Monday, January 23, 2006

How Stereos Have Evolved

In 1978 I bought my first car, a bright red ’72 Dodge Colt GT with white racing stripes painted down either side. I was 18 and I chose the car because even with its puny engine, it could chirp the rear tires when hard-shifted into second gear. The very first accessory I bought for that car was a stereo. It was a Craig Powerplay in-dash player, with auto-reverse and AM/FM receiver - very state-of-the-art at the time – and 8 tracks sucked. The only trouble was that I could not afford, on my Dairy Queen wages, the amplifier or speakers needed to make the stereo really perform. I did, however, have a quality pair of headphones which I had received as a Christmas present, so I fitted a headphone jack into the dashboard of my Colt. Now I could cruise around and listen to my tunes in bliss. No road noise either!

It was an idea ahead of its time; the Sony Walkman was still two years away from its public debut. In ’78 you just didn’t see people in motion wearing headphones, and I got a lot of gaping looks as I drove around. My friends thought it was way-cool.

My point is that this was an age of “Dedicated Listening”. Combining music and an activity was a very new idea, and putting a hi-fi in a car is a good early example of a departure from dedicated listening. Pardon me for getting nostalgic, but the world of music was very different than it is today. Ripping the plastic off a new record album and reading the album cover was almost a religious experience, a feeling strangely absent when bringing home a new CD. I had audiophile friends who would save up and spend $800 just for a turntable; that would be a direct-drive model; belt drive models weren’t accurate enough. Anyone with a reel-to-reel was the envy of us all. One friend spent over $100 just for his speaker cables, which were as thick as my index finger. Oh, but the sound was good. We all would gather in somebody’s smoky basement, fight for that primo La-Z-Boy chair, which was carefully aligned to the speakers for the ideal listening position, then crank the volume and sit there with our eyes closed while the color and richness of the music penetrated to our very bones.

The only place you’d ever find headphones, they’d be attached to a serious hi-fi system, and the only activity you’d observe was the rolling of the next doobie.

Now headphones are everywhere.

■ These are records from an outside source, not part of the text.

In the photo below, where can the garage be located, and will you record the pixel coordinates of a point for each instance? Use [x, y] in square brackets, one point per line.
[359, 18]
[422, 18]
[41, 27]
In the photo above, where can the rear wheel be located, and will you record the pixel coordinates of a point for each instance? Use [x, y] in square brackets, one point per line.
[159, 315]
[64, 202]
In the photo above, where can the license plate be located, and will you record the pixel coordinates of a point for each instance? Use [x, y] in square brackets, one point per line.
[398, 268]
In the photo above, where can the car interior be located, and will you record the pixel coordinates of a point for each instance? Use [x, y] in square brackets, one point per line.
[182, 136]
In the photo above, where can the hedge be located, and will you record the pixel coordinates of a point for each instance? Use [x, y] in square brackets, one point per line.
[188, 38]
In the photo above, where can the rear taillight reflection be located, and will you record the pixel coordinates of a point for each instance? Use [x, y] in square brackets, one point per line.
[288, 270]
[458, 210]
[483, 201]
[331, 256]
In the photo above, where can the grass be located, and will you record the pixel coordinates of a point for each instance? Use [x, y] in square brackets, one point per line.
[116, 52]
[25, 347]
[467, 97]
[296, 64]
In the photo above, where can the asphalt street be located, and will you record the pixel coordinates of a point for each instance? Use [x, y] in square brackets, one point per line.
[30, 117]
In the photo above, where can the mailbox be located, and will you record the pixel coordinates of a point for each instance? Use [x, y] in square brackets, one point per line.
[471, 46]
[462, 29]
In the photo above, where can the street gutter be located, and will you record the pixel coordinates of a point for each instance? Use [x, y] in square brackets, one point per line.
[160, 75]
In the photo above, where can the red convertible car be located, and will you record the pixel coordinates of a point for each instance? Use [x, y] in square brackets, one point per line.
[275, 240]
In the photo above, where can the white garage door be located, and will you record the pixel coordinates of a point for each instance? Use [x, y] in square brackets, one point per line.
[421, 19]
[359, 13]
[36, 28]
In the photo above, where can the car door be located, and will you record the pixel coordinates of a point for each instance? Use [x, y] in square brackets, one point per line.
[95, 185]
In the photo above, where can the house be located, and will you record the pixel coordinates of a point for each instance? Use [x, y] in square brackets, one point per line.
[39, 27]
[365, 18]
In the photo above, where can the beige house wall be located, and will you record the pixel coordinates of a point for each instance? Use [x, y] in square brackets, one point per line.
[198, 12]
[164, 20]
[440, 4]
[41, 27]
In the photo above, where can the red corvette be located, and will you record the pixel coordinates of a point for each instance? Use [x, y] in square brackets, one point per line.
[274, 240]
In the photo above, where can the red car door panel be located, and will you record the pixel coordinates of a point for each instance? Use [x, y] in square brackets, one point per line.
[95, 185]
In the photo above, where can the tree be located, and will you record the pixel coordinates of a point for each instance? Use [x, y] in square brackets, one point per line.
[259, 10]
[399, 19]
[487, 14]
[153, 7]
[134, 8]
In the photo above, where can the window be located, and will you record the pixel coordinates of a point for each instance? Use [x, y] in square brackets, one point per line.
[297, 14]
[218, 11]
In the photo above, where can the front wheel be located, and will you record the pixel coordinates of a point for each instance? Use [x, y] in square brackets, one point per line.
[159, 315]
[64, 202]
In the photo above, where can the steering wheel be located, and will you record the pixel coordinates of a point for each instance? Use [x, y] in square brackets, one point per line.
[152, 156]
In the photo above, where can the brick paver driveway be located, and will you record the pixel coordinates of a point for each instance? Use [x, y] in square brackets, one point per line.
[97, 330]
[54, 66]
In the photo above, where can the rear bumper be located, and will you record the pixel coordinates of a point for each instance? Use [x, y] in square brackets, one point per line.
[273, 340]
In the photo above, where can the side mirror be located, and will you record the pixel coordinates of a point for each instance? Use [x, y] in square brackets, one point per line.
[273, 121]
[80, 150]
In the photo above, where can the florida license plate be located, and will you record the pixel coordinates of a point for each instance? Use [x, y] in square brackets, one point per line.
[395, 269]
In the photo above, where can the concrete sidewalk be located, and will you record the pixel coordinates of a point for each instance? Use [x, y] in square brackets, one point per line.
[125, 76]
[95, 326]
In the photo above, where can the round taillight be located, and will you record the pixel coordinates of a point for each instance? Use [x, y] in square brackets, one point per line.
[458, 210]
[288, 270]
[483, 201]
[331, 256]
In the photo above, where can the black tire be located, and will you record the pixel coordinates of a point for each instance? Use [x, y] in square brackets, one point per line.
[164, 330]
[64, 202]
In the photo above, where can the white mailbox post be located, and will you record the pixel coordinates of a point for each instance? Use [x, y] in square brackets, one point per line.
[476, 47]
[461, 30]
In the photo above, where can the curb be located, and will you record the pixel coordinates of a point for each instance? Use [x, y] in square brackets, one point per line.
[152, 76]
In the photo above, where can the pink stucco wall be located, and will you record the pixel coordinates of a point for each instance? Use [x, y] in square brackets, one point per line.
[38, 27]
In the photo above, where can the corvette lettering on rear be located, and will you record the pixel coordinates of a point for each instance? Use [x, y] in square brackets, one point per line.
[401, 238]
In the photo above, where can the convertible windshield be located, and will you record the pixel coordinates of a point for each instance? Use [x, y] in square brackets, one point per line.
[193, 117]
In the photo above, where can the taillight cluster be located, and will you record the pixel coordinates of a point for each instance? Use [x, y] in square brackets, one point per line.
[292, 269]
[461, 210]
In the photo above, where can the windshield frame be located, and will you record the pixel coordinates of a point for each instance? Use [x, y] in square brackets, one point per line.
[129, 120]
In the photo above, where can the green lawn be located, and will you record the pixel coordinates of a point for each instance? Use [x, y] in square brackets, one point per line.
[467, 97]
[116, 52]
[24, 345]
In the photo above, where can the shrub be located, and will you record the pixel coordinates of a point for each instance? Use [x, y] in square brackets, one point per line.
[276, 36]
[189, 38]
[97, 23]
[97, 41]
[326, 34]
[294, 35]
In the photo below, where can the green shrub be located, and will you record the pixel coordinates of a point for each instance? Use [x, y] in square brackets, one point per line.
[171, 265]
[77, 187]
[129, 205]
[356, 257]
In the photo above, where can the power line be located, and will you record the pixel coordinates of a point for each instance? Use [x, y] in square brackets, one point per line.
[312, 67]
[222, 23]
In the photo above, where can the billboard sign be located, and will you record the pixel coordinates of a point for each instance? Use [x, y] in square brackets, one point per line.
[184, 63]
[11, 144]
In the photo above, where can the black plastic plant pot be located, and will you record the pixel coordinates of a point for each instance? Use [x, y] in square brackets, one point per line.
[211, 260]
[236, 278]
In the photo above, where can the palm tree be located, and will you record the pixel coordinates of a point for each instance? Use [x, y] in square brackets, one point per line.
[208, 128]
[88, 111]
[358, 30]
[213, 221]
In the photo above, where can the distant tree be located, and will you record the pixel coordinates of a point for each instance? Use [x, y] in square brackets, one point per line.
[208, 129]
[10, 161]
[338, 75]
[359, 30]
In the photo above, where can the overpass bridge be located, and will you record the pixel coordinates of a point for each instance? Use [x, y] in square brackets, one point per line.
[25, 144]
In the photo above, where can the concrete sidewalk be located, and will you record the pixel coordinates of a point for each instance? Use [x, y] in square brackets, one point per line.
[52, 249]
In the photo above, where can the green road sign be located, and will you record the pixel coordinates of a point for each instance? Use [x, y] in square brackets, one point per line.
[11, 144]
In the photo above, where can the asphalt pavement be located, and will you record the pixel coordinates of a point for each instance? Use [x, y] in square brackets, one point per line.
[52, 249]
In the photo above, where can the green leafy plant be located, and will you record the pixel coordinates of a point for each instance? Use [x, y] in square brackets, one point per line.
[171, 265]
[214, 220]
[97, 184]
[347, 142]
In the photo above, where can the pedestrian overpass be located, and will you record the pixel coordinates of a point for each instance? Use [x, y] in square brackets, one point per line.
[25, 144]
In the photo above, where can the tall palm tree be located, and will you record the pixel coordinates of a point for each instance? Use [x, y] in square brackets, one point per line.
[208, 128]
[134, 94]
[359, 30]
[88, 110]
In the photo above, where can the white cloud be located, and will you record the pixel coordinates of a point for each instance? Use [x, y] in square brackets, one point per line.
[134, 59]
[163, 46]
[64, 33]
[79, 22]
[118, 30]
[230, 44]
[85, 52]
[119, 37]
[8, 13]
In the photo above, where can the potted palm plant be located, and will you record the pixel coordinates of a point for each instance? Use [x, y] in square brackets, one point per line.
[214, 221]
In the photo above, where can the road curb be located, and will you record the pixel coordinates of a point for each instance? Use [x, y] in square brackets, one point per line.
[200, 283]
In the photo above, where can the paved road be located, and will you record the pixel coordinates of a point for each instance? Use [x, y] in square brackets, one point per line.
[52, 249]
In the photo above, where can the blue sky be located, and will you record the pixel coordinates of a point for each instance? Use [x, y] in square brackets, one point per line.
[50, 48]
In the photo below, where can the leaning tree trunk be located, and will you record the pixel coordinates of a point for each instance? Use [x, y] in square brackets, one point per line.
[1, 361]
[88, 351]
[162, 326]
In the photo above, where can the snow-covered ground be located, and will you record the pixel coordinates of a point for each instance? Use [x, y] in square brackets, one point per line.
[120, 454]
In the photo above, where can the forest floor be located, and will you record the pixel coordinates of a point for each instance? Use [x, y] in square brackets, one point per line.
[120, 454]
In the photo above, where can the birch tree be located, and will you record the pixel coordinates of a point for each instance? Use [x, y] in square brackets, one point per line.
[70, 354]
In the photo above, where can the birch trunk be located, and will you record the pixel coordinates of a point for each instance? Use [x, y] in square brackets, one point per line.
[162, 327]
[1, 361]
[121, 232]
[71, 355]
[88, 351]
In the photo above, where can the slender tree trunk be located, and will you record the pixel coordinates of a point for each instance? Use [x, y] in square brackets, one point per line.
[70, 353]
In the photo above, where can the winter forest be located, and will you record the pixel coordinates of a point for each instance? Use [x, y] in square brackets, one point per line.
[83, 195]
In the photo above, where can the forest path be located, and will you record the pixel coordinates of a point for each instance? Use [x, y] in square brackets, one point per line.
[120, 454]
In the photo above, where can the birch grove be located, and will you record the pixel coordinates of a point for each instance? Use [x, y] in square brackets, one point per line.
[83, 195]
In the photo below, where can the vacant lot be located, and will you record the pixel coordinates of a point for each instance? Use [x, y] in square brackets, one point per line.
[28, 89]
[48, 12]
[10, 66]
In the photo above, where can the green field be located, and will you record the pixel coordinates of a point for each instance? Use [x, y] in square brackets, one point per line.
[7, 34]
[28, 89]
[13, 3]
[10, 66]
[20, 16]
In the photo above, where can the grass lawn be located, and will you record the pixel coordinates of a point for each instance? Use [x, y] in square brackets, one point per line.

I recently read in the Globe and Mail that i-Pods and MP3 players have put stereo equipment production practically into extinction. According to the article, sales for individual audio components -- CD players, tuners, etc. - in 1999 exceeded 270,000 units. By the year 2003 that number was reduced to a mere 20,000 units. I guess it all started with Walkmans, but now with the ability to cram 10,000 songs into a something smaller than a pack of cards is just too compelling for most of us. We don’t seem to care that the audio quality isn’t as good (although it is surprisingly good), we are more concerned that we can take it with us. And the idea of “Dedicated Listening” is almost quaint. It seems that today’s listeners are all jogging, riding, skiing, riding the bus, cooking, reading (I’ve never been able to do that), or whatever, we seem to need to be in motion with our tunes.

I’m not saying there’s anything wrong with any of this, it’s just different than it was in the good old days. I have an MP3 player myself, and next week I’ll tell you all about it, with some tips for deciding which one to buy. And just in case you’re interested, I eventually blew that puny engine in my Dodge Colt, and I swapped in a mighty Chevy V8. My friends thought that was even cooler than the headphones.